Manfred Ockel, Geschäftsführer der Regionalpark RheinMain Südwest GmbH, bei dem die Fäden zur Planung des Radschnellweges zusammenlaufen, ist sichtlich erfreut, dass die Umsetzung nach eineinhalb Jahren Planung startet. Der erste von fünf Bauabschnitten führt die Arbeiten von Darmstadt-Wixhausen über Erzhausen nach Egelsbach, ist gut 3,6 Kilometer lang und kostet 4,34 Millionen Euro. Die Kreuzung von K 168 und Schillerstraße wird mit dem Bau eines Kreisels übersichtlich und sicherer für die Radfahrer gemacht. Rund 60 Prozent der Kosten von etwa 650 000 Euro trägt der Kreis, die restlichen 40 Prozent die Gemeinde Egelsbach.

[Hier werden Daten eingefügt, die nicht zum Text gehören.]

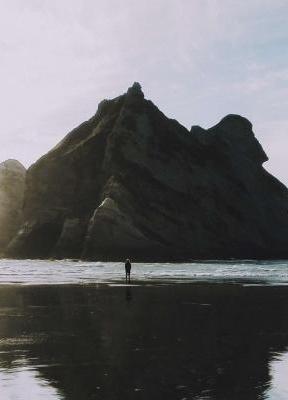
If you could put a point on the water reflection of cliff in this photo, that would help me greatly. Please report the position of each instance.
(169, 342)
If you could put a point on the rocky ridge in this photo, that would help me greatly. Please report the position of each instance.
(132, 182)
(12, 185)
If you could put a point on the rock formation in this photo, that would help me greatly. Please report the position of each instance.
(132, 182)
(12, 184)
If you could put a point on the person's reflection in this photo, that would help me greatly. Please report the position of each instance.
(128, 294)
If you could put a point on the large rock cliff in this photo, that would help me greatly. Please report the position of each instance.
(132, 182)
(12, 184)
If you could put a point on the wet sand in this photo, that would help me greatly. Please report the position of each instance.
(185, 341)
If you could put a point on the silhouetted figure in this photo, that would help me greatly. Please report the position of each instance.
(127, 270)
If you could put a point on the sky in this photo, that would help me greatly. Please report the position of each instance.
(197, 60)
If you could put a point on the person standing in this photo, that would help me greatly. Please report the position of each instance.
(127, 270)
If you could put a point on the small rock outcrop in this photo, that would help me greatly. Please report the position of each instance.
(132, 182)
(12, 184)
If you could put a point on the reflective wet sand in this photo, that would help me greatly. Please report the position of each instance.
(189, 341)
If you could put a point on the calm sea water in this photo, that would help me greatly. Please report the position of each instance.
(39, 272)
(201, 331)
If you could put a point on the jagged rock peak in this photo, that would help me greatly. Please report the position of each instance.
(135, 90)
(12, 165)
(234, 121)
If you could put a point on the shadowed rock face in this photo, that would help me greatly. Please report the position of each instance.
(12, 184)
(132, 182)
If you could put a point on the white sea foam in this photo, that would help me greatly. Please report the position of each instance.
(39, 272)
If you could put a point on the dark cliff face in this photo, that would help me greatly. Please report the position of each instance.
(132, 182)
(12, 184)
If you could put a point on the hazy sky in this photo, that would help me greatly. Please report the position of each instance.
(198, 60)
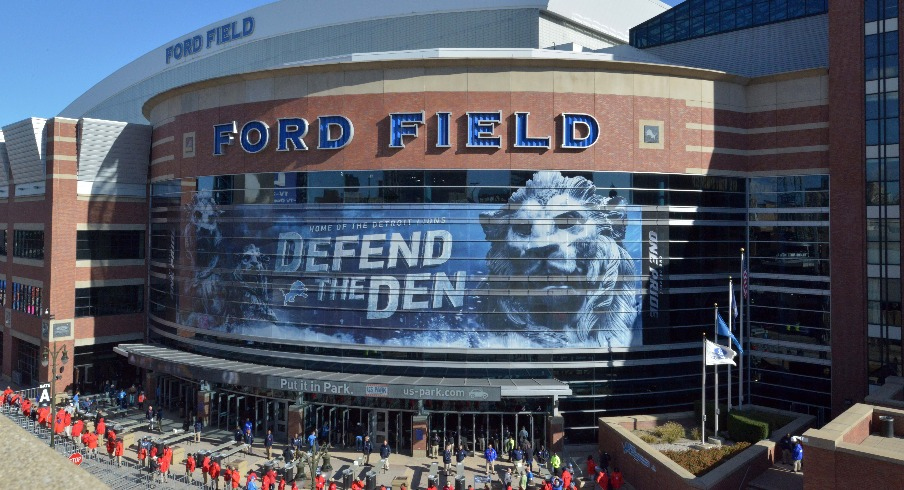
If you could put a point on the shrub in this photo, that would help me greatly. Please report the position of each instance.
(648, 438)
(670, 432)
(700, 462)
(742, 427)
(695, 434)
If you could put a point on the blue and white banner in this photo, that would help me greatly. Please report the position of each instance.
(715, 354)
(557, 265)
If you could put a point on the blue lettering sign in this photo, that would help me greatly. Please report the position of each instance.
(263, 136)
(570, 137)
(291, 129)
(219, 35)
(342, 124)
(223, 135)
(442, 129)
(522, 140)
(403, 124)
(480, 129)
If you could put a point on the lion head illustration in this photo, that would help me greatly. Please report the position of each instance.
(558, 270)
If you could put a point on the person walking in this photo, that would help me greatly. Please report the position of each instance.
(555, 463)
(190, 467)
(159, 415)
(149, 415)
(797, 453)
(367, 448)
(385, 451)
(490, 455)
(119, 451)
(249, 442)
(447, 459)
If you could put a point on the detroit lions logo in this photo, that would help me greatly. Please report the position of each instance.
(295, 290)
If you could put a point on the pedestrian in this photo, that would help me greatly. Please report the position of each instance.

Ockel erinnert auch an die Servicestationen, die dafür sorgen sollen, dass die Radler Gelegenheit haben, einen Reifen aufzupumpen, Werkzeug zu bekommen und im Falle eines Regenschauers sich auch mal unterstellen können. „Eine solche Station findet genau hier ihren Platz“, erläutert der Regionalpark-Geschäftsführer beim Spatenstich. Er zeigt auf die bereits installierten Lichtmasten, die mit Hilfe von Photovoltaik mit LED und Amberlight für die Sicherheit der Radler in den Abend- und Morgenstunden sorgen werden.

Manfred Ockel, Tarek Al-Wazir und Claudia Jäger sind sich einig, dass die schnelle Umsetzung der Radverbindung der guten Zusammenarbeit zwischen dem Land, den Kommunen und der Regionalpark RheinMain GmbH zu verdanken sei. Die Verbindung gilt als Pilotprojekt für weitere Radschnellweg-Projekte rund um Kassel, Frankfurt-Hanau oder Darmstadt/Mannheim/Heidelberg, der direkt an den jetzt zu bauenden Weg angeschlossen werden soll. Ziel ist, dass der erste Teilabschnitt im Frühjahr 2019 fertiggestellt ist.